Este es el título de una sorprendente película española, realizada y escrita por Nemesio M. Sobrevila, arquitecto vasco que se interesó por el cine y dirigió dos films que no llegaron a estrenarse comercialmente: Sexto sentido (1926) y Al Hollywood madrileño (1927), película esta última que desearíamos ver a toda prisa, dada la insólita modernidad de la primera, cuyo asesor técnico fue Eusebio F. Ardavín.
El Sexto sentido es, ni más ni menos, el cine. Esta película se presenta, por tanto, como una de las primeras reflexiones cinematográficas hechas mediante el cine, posterior al Kino Glaz (Cine-ojo, 1924), de Vertov, pero anterior a The cameraman (El cameraman, 1928), de Keaton, y a Tcheloviek kinoapparatom (El hombre de la cámara, 1929), del mismo Vertov.
El profesor Kamus, de aspecto vagamente stroheimiano (interpretado magistralmente por el pintor y escritor Ricardo Baroja), presenta el cine como un sexto sentido que puede permitir el descubrimiento de la verdad objetiva y decidir así quién tiene razón, si el pesimista León (que lo ve todo negro y se dedica a estudiar con su novia Luisa, desdeñando las diversiones) o el optimista Carlos, cuya novia, Carmen, es bailarina de revista. Las dos parejas nos son presentadas en una ingenua e idílica escena que evoca a Griffith: en un parque, los optimistas bailan ante la mirada severa de los pesimistas.
Carmen promete a Carlos guardar toda la vida, como símbolo del amor que les une, el anillo que le regala, pero su padre, para irse a los toros —su gran pasión—, la obliga a empeñar la preciada joya.
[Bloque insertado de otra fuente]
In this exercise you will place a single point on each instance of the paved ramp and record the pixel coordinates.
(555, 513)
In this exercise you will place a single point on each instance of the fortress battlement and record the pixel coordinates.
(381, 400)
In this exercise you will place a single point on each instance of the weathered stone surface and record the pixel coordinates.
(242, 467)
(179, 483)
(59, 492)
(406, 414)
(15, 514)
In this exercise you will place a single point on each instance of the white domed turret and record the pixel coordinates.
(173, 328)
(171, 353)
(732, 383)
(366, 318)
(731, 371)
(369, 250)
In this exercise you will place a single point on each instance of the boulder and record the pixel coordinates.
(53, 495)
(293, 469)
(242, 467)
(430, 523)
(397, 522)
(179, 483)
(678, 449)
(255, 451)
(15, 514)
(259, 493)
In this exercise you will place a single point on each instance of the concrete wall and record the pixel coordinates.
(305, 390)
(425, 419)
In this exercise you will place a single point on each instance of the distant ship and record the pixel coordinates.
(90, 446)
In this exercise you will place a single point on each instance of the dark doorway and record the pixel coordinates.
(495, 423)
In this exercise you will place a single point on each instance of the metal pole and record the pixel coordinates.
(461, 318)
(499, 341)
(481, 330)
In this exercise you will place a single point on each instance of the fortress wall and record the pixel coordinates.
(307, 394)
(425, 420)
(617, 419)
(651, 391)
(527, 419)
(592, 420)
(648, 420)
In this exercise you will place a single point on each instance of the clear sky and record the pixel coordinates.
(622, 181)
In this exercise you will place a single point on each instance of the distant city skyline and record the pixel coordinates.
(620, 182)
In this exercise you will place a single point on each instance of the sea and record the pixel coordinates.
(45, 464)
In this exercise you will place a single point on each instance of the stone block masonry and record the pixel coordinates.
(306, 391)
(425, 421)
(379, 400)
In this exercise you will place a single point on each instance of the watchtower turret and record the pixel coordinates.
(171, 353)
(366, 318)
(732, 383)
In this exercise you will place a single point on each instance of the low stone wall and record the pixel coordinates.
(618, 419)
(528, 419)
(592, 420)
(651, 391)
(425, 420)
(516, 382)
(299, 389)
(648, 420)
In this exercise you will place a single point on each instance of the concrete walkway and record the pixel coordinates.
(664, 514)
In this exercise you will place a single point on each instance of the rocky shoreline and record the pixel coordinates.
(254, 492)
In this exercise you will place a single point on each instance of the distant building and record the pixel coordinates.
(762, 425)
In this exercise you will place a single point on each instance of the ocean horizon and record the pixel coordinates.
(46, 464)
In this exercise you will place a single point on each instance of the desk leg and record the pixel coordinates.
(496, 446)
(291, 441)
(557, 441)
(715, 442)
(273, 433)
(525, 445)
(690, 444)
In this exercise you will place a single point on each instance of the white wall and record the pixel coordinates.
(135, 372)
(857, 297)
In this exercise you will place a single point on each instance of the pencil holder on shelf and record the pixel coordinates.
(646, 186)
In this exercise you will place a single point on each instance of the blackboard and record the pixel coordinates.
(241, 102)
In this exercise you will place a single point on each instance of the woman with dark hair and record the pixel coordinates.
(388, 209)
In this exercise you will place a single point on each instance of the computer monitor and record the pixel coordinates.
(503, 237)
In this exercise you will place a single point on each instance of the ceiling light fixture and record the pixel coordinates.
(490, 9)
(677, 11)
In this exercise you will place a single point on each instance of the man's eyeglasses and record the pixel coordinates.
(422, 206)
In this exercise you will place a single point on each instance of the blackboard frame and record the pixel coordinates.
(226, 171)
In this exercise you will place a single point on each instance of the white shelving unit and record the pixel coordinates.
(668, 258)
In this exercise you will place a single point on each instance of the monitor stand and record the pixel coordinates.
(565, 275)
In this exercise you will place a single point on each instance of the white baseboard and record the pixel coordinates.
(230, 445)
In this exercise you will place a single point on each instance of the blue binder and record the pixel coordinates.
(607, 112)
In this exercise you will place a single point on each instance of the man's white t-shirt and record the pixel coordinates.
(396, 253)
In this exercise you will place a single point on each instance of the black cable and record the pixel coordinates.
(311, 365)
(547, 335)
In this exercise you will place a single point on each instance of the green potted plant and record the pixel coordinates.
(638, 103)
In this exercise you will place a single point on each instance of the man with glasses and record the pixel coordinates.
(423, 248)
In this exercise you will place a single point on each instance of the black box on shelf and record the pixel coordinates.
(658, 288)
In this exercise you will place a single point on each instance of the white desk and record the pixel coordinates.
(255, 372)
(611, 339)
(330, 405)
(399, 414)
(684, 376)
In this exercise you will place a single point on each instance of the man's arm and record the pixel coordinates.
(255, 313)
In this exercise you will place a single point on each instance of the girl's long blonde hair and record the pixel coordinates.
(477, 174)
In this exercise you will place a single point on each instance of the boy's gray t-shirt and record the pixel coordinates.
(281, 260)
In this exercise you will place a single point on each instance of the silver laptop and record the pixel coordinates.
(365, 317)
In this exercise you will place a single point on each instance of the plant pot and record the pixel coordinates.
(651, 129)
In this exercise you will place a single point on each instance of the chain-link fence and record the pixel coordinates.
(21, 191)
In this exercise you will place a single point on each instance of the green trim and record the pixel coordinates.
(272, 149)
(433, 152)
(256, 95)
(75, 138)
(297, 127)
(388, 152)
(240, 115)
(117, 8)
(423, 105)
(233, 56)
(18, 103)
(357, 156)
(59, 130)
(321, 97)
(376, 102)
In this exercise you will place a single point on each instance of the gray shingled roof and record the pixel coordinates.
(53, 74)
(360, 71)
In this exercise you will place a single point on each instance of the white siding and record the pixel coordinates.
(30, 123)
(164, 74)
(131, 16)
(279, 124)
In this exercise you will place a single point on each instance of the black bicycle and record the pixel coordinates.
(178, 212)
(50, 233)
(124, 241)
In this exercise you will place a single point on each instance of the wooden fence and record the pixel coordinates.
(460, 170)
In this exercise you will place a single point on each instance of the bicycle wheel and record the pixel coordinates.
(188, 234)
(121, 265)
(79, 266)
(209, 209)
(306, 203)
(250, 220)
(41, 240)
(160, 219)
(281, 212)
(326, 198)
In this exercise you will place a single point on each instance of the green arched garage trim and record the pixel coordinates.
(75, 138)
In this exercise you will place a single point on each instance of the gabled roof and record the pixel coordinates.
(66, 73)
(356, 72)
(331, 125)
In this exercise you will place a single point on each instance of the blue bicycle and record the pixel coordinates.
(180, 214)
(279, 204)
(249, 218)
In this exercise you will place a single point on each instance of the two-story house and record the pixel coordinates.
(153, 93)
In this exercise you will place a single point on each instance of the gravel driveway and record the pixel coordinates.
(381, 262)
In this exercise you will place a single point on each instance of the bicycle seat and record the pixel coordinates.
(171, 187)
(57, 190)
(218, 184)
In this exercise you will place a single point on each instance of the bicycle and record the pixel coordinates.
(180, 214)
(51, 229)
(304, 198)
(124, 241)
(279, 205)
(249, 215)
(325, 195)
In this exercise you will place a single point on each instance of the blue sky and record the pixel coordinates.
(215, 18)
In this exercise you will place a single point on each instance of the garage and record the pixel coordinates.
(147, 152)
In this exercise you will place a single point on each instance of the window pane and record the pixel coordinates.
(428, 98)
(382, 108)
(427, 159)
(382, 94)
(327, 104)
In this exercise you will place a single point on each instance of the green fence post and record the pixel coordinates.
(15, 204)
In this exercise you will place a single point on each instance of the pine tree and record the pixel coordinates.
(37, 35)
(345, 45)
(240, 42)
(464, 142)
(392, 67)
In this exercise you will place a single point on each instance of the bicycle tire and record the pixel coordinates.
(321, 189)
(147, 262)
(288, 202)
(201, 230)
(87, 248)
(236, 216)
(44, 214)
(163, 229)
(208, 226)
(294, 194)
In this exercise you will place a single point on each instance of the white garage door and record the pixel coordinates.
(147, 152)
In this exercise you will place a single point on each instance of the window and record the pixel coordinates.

Mientras tanto, León va a ver a Kamus, que le hace una demostración de las posibilidades del cine: “Este ojo extrahumano nos traerá la verdad. Ve más profundamente que nosotros, más grande, más pequeño, más de prisa, más despacio. Lo han prostituido haciéndole ver como nosotros pensamos, pero yo lo dejo solo, libre, y ve con una precisión matemática”, dice abrazado a una cámara. Kamus llama a su ayudante (un muchacho que lee “comics” con gran entusiasmo, representando lo que lee, y que recuerda al de La muñeca, 1919, de Lubitsch) y empieza la proyección, de forma que evoca el inicio de Persona. Así, este defensor del cine objetivo, del “cinéma-vérité”, de la “candid camera” y del “cine-ojo”, va comentando diversos experimentos: trucajes (“una sencilla paradoja óptica”), animación abstracta a lo McLaren (“sinfonía en blanco y negro”), gran panorámica sobre calles y edificios (“éste es el verdadero Madrid, visto sin ninguna deformación literaria”), sobreimpresiones, planos rodados con cámara oculta, etc., todo ello mientras bebe abundantemente y explica la supremacía del cine sobre la literatura. Sin embargo, la objetividad de Kamus empieza a resultar dudosa, pues elige complicados ángulos en contrapicado para filmar a mujeres que suben o bajan escaleras (“y qué cosas he visto sin que ellas se enteraran”). Ante los ojos de León aparece Carmen recibiendo dinero de un señor mayor, y besándole. Después, Kamus le ofrece la visión del “monstruo materno” que es la furibunda progenitora de su ayudante, pero ésta, descontenta de la “verdad científica”, apalea a Kamus, mientras éste abraza su botella y exclama “aquí está la verdad, la que no falla”.
León dice a Carmen que no volverá a ver a Carlos, y mientras ella llora y recuerda (en breve flashback) su felicidad, el padre ha decidido buscar trabajo y aparece uniformado de portero, dándose grandes aires entre el vecindario (muy El último, de Murnau). León dice a Carlos que él tenía verdad, que todo es negro, y que Carmen le engaña (“conocer es sufrir”). Carlos, incrédulo, va a ver al escayolado y maltrecho Kamus, que les dice que “la verdad irrita a todo el mundo, ya veis los resultados, cada uno prefiere su mentira a la verdad de los otros”), y les proyecta la película: Carlos se da cuenta de que el “amante” es el padre de Carmen, y de que con su pesimismo León deformó el sentido objetivo de las imágenes. Pero Kamus, después de recibir tantos golpes, no quiere saber más: “Buscar la verdad es un desatino, y enseñarla, una locura”. Carlos y Carmen se besan, mientras el padre les guiña un ojo y desaparece discretamente.
Esta película, bien fotografiada e interpretada, con un ritmo excelente y una trama compleja, pero claramente narrada, se presenta como una de las mejores que se han hecho en el país, y, dentro del período mudo, supera incluso a la muy notable La aldea maldita (1929), de Florián Rey. Es, por tanto, una película que debería alcanzar la mayor difusión posible, y no permanecer maldita para siempre.